Which is pretty cool. If I remember correctly, there’s a theorem that fold can be used to achieve everything that the higher-order functions on the collections provide; they’re merely there for convenience :)

Completed the door project

Today I finally fully completed the door project, including painting, cleaning up and tidying. It wasn’t an easy ride, the inverse masking removed paint from the doorway, so I had to use a small brush the fix up those as well. It basically added one more day of work to an otherwise simple and easy task. Interestingly, I don’t remember much of this week – I’ve been either working or doing something around the stupid doors; basically I had no free time. But at least it’s done and I can say I’m almost completely satisfied with the end result :)

Innovation

I’m part of a firm initiative to drive innovation. I’m actually an ambassador for the local office and for this reason I was planning to do a presentation on one of our knowledge share + social events. Based on some hints I contacted some people that had previously done something as part of the program because I wanted to share real-world experience, not just a boring slide deck. I had two contacts, but they could mainly talk about what didn’t work for them, but one suggested contacting someone from middle management (a real person, not a group), so they could point me to other people with possibly more success. I wrote an email today to this guy, explaining the situation, but he hasn’t replied yet. When I hit sent I saw him online. I mean I would say that maybe a junior person would ignore such an email from someone that’s not familiar and that may be acceptable – but no, not even from them: they could at least drop a mail saying ‘Sorry I can’t help’, but I would expect from someone at his level to reply back. I’m kind of baffled as how people let themselves behave so impolitely.
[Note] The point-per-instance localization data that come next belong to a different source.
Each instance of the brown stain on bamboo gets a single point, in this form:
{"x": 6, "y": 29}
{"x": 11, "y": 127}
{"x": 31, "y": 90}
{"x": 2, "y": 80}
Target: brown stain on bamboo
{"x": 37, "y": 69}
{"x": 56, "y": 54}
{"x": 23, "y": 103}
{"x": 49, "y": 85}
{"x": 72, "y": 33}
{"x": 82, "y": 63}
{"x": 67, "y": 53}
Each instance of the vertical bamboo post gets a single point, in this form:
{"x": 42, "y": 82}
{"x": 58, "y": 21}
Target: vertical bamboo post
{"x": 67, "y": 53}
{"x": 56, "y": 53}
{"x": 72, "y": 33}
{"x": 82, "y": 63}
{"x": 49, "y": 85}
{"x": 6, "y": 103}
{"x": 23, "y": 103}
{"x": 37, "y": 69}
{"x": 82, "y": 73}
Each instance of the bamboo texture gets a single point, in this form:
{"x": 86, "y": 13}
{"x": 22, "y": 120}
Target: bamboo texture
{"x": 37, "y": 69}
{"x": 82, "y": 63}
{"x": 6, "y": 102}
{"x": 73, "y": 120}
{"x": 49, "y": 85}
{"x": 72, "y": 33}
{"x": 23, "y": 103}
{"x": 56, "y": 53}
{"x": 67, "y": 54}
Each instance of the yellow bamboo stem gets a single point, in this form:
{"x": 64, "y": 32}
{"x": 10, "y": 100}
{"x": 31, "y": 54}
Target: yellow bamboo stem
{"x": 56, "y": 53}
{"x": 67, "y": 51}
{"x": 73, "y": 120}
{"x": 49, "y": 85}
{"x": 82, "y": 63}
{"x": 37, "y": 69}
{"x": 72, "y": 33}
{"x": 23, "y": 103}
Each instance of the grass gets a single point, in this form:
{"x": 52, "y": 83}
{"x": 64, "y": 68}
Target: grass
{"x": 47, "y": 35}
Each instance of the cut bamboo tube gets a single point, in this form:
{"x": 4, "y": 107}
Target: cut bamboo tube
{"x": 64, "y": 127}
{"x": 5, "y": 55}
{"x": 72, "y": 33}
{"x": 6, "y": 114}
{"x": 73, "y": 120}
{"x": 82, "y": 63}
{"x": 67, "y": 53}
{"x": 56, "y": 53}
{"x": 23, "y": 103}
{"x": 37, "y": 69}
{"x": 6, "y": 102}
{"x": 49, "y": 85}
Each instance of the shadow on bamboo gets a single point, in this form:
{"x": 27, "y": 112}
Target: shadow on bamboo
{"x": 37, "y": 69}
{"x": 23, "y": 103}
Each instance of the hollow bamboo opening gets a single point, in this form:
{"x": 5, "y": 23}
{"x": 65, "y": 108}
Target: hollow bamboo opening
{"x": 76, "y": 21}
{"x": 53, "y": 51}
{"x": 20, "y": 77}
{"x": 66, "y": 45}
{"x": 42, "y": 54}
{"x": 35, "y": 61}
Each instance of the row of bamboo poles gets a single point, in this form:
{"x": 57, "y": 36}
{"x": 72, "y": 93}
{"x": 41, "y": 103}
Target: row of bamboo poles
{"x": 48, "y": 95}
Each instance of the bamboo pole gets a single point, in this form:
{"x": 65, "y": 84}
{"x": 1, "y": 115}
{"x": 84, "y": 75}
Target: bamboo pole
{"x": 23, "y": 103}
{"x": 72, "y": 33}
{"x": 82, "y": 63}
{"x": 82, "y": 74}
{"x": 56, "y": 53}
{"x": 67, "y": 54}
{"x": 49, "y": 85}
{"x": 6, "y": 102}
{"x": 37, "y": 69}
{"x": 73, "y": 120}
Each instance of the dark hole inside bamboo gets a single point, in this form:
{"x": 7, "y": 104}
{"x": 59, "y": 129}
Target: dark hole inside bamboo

The Tesa sensitive masking tape is not working

I was painting the doorways and used this masking tape to mask the walls around them. We chose this one hoping that we won’t bump into the same old problem when the masking tape actually removed half of the wall paint underneath. This masking tape seemed promising, it has much lower sticking power and has a better paper that shouldn’t soak in the paint. So last night I finished painting two doorways and this morning I started removing the masking tape. Unfortunately it still had paint chips on it, and it also removed some paint from the doorway itself. I was furious! I wish things just worked without requiring me to do the work twice. Now I’ll have to mask the doorways then repaint the walls around them. It’s so annoying! The only thing I can hope for is that it won’t remove the paint from the doorway; otherwise I’m in a cathc-22 :(

We completed the door project… almost

My dad and I finished sizing and setting up the doors upstairs. There are four of them and the old ones looked kind of terrible -you know, old fashioned, having some cracks here and there and the paint was also damaged- so we decided the they were up for a swap. The problem is that they were non-standard size -at least non-standard now- so we needed to resize the new ones. It didn’t take much, but we needed to saw a centimeter off their widths. After that, we needed to set them up correctly of course and align them in the doorway. The reason they’re not ready yet is that I still need to paint them then put the knobs on. Probably it’ll take me two more days to finish everything up but it’ll look so much better.
We also changed two roof tiles that were cracked. When I climbed up the ladder and started getting one out, a couple of wasps started flying around me. Never a good sign! They probably had a nest somewhere close and one of those bastards actually stung me on my wrist. It’s still pretty painful and I expect it to be extremely itchy tomorrow. But at least we fixed the tiles and I know that I’m not allergic to wasps. That still counts right?